Nasr ed-din n’a-t-il pas exigé cet hiver qu’un de ses ministres, obèse comme un Turc, patinai sur un des bassins glacés du palais, afin de se réjouir au spectacle de ses chutes et de ses cabrioles ?

Dernièrement, une des femmes les plus puissantes de l’andéroun royal, peu enthousiaste de l’intrusion d’officiers européens dans l’armée persane, a fait peindre sur sa robe une multitude de soldats vêtus à la dernière mode. A la première visite du chah, elle s’est allongée et s’est roulée sur les tapis.

« Quelle mouche te pique ? a demandé le roi surpris.

— Boussole de l’univers, successeur d’Alexandre, roi des rois, vois donc le cas que je fais de ton armée farangui », a répondu la princesse en riant aux éclats. « 

Quel est le plus grand monarque, de chah Abbas ou de moi ? demandait l’autre jour Nasr ed-din à son entourage.

— Chah Abbas fut un glorieux conquérant, mais Votre Majesté l’emporte en puissance et en générosité sur Darius et Alexandre lui-même.

— Vous vous trompez : chah Abbas fut plus habile que moi, car il sut se garder des imbéciles et des fripons faits à votre image. »

20 juin. — Depuis une semaine nous avons parcouru le territoire de Véramine, remettant à la fin de notre séjour une excursion au célèbre imamzaddè Jaffary, dont parlent avec respect tous les paysans. Il est situé à trois farsakhs (dix-huit kilomètres) du village.

Nous sommes partis ce matin à deux heures.
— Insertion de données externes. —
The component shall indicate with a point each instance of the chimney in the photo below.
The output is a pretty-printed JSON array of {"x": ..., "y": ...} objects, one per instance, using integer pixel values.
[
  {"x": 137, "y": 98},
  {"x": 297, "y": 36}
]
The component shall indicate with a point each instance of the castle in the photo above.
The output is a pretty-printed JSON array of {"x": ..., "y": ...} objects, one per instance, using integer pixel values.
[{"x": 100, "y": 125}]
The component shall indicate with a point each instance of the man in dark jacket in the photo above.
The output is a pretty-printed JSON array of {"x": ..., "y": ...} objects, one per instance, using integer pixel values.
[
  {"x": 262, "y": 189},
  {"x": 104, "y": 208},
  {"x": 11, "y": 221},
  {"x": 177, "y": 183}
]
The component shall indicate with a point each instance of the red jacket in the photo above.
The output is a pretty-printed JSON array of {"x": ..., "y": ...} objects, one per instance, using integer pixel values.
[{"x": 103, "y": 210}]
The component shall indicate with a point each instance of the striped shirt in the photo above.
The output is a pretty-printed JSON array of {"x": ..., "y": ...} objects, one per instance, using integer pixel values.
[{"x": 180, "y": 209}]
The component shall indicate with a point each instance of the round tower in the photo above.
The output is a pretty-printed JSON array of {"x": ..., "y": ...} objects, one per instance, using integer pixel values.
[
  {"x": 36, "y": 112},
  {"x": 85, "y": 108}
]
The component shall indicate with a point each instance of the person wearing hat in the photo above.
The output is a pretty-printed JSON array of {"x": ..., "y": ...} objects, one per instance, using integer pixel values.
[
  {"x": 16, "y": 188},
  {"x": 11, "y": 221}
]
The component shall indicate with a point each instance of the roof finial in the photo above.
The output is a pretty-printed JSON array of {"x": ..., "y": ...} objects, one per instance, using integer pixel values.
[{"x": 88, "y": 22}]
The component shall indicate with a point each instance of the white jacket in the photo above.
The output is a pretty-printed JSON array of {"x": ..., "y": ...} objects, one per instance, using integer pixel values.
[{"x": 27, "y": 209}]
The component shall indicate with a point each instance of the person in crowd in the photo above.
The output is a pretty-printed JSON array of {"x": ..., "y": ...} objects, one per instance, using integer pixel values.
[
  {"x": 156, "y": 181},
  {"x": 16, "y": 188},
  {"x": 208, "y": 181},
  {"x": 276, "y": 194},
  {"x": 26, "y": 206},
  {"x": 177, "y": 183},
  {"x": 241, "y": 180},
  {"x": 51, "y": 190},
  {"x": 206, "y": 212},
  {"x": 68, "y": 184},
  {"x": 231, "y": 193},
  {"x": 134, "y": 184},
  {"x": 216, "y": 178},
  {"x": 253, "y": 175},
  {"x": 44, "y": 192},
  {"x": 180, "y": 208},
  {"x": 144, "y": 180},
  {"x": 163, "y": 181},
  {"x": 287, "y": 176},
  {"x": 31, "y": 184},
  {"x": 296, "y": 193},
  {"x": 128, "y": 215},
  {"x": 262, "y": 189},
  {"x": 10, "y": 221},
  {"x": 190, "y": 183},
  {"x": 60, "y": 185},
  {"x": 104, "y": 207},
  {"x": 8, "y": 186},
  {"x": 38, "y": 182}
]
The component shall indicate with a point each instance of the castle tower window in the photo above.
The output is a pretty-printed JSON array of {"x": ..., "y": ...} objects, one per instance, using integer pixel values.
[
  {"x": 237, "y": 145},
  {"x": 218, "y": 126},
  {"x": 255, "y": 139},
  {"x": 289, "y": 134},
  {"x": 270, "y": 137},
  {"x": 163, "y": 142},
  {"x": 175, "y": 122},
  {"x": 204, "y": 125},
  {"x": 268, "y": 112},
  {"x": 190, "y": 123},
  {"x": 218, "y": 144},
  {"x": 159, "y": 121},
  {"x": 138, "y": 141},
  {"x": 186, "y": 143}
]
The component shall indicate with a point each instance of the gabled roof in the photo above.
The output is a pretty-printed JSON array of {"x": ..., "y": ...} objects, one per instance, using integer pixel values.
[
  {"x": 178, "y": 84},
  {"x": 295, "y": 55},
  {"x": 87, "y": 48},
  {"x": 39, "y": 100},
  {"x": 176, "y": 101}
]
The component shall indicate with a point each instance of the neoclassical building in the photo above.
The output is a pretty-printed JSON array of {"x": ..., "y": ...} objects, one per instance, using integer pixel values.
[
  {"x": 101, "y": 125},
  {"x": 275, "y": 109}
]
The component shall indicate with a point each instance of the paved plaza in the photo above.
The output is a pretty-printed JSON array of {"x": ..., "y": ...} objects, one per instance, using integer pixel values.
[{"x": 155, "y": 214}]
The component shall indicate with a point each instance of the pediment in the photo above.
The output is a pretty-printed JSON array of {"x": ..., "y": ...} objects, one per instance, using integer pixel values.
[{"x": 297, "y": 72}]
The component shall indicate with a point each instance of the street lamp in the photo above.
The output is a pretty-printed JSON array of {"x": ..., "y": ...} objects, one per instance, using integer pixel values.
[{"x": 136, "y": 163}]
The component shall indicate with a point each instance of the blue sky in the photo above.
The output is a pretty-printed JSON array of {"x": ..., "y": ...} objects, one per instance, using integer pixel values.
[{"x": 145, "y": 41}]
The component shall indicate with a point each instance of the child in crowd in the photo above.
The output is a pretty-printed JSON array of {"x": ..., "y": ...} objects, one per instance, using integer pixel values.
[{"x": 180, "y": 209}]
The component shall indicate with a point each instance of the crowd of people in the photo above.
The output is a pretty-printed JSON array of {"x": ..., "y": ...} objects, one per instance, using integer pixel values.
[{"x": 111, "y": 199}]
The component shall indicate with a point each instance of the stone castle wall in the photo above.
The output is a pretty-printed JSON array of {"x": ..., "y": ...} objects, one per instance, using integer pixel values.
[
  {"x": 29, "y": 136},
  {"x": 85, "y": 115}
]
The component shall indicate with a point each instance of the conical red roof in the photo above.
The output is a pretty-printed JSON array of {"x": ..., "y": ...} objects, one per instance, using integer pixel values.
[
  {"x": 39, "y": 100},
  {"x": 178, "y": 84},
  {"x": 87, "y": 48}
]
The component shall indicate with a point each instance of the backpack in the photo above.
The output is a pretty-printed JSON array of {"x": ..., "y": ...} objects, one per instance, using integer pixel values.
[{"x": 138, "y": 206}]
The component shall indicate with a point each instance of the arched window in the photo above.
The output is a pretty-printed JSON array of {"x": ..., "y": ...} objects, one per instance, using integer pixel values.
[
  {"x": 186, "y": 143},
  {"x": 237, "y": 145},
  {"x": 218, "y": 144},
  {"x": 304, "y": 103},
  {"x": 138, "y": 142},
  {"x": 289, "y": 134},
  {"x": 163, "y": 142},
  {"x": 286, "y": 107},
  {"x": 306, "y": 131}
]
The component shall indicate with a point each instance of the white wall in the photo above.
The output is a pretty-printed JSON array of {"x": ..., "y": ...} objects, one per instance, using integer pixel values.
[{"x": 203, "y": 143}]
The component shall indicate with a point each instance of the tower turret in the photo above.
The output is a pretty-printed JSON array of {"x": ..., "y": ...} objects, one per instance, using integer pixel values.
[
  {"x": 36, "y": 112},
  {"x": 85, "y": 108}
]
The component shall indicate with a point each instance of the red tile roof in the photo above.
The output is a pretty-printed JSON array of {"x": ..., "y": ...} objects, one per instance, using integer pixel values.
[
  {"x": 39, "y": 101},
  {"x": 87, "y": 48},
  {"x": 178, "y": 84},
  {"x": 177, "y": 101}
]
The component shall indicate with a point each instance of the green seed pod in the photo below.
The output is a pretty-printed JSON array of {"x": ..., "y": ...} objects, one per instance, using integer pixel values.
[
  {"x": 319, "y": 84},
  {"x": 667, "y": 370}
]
Au jour, grâce à la limpidité de l’air, j’aperçois un point bleu sur une colline très éloignée : c’est la coupole de l’imamzaddè ; dès lors, sûrs de la direction à suivre, nous abandonnons notre intelligent tcharvadar, enlevons au galop des chevaux bien reposés, et entrons bientôt dans un joli hameau groupé autour d’une mosquée entourée de cyprès qui rappellent les arbres magnifiques des cimetières d’Eyoub ou de Scutari.

Le sanctuaire date de chah Abbas, le site est ravissant, mais, au point de vue architectural, l’édifice n’a rien de bien remarquable.

En route nous nous sommes décidés à partir ce soir même pour Téhéran. Tous les préparatifs achevés, les khourdjines et les mafrechs chargés sur les mulets, nous avons quitté à regret l’hospitalière maison du ketkhoda.

21 juin. — Vers deux heures du matin, notre petite caravane arrive sans encombre aux ruines de Reï. Comme les portes de Téhéran sont fermées la nuit, les domestiques nous engagent à attendre le jour dans de jolis jardins, où l’on donne à toute heure le thé, le kalyan et un gîte au voyageur.

On frappe, la porte s’ouvre, les chevaux sont enfermés, et l’hôte s’empresse de nous choisir un logis. Après avoir allumé sa lampe, il me prie de le suivre et se dirige vers l’intérieur du jardin. Arrivé sur une petite esplanade soigneusement battue, il pose sa lumière et s’apprête à se retirer.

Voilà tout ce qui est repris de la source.